Ia senang melihat bagaimana bayi itu menatapnya. Memainkan topinya. Melonjak girang dengan mulut terbuka menutup. Ocehannya. Atau pekikan senangnya.

"Lainkali, belajar dulu sebelum mengurus bayi." sindirnya melirik Devan.

Alis Devan menukik. "Akukan laki laki. Wajar. Menyuapi bayikan keahlian wanita." elaknya.

Key melotot, tapi Maria yang menjawab. "Key juga laki laki, tapi ia bisa."

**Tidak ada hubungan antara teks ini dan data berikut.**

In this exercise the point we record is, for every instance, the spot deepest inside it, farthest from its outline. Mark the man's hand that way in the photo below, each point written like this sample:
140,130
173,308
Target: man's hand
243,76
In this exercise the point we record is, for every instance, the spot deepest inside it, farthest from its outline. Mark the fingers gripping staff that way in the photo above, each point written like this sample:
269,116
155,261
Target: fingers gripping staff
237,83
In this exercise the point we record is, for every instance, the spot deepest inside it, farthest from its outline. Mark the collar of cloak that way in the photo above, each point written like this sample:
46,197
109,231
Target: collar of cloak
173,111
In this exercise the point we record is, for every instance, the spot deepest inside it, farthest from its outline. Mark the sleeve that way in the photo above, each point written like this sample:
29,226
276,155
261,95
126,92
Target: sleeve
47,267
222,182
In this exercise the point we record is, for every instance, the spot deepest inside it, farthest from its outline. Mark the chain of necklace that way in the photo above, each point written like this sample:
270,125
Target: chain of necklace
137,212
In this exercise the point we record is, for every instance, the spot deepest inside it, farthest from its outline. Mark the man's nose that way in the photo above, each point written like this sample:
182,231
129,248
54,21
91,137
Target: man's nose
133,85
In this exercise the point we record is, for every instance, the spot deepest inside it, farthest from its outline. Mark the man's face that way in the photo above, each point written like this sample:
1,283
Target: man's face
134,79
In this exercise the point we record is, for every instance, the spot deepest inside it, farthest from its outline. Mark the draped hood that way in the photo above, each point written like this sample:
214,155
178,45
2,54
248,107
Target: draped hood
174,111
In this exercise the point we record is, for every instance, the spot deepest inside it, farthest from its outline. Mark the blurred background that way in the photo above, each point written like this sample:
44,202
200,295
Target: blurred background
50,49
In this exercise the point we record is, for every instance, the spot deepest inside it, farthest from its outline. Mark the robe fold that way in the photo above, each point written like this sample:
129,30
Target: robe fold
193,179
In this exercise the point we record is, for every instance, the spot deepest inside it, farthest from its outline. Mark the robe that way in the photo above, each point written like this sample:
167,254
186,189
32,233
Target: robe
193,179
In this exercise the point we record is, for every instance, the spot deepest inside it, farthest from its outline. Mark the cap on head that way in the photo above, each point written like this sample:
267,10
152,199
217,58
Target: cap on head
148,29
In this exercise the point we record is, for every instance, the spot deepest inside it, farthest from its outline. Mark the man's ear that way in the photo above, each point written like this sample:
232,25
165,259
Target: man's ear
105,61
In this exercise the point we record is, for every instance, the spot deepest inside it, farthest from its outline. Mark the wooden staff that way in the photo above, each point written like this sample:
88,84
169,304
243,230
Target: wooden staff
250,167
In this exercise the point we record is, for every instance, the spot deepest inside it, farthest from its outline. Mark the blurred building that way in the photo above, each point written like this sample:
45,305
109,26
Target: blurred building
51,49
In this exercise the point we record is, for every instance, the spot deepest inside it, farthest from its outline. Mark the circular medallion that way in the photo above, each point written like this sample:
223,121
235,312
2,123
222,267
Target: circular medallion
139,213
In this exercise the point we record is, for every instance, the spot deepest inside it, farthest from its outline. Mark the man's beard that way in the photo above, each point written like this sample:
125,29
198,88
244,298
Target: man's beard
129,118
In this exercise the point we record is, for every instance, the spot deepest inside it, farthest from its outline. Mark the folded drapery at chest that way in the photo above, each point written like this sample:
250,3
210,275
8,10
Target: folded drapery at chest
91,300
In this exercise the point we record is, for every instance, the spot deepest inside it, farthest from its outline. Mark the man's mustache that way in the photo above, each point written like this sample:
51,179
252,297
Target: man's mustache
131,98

"Iya. Key kan-" Devan mematung, tak sanggup melanjutkan ucapannya melihat Key menatap sengit ke arahnya. "Baiklah, aku menyerah." katanya pasrah.

***

Di pagi yang berbeda, Devan terbangun oleh suara rengekan bayi di telinganya. Saat melirik jam di nakas, ia menemukannya dalam pukul 06.43.

Devan tak menemukan siapapun di dalam kamarnya kecuali dirinya sendiri. Jadi ia memutuskan untuk keluar.

"Ada apa ?" tanya Devan saat menemukan Key sedang menggendong Kevan di dekat meja makan.

Key menoleh. "Baby Kev rewel sekali. Ia tak mau ditinggal. Tapi aku harus memasak pagi ini." keluh Key.

Devan melirik Kevan di gendongan Key. Bayi itu mengusakkan wajahnya di bahu Key atau di perpotongan leher Key manja. Sisa sisa isakan masih keluar dari bibirnya. Pertanda bahwa ia tidak senang ditinggalkan.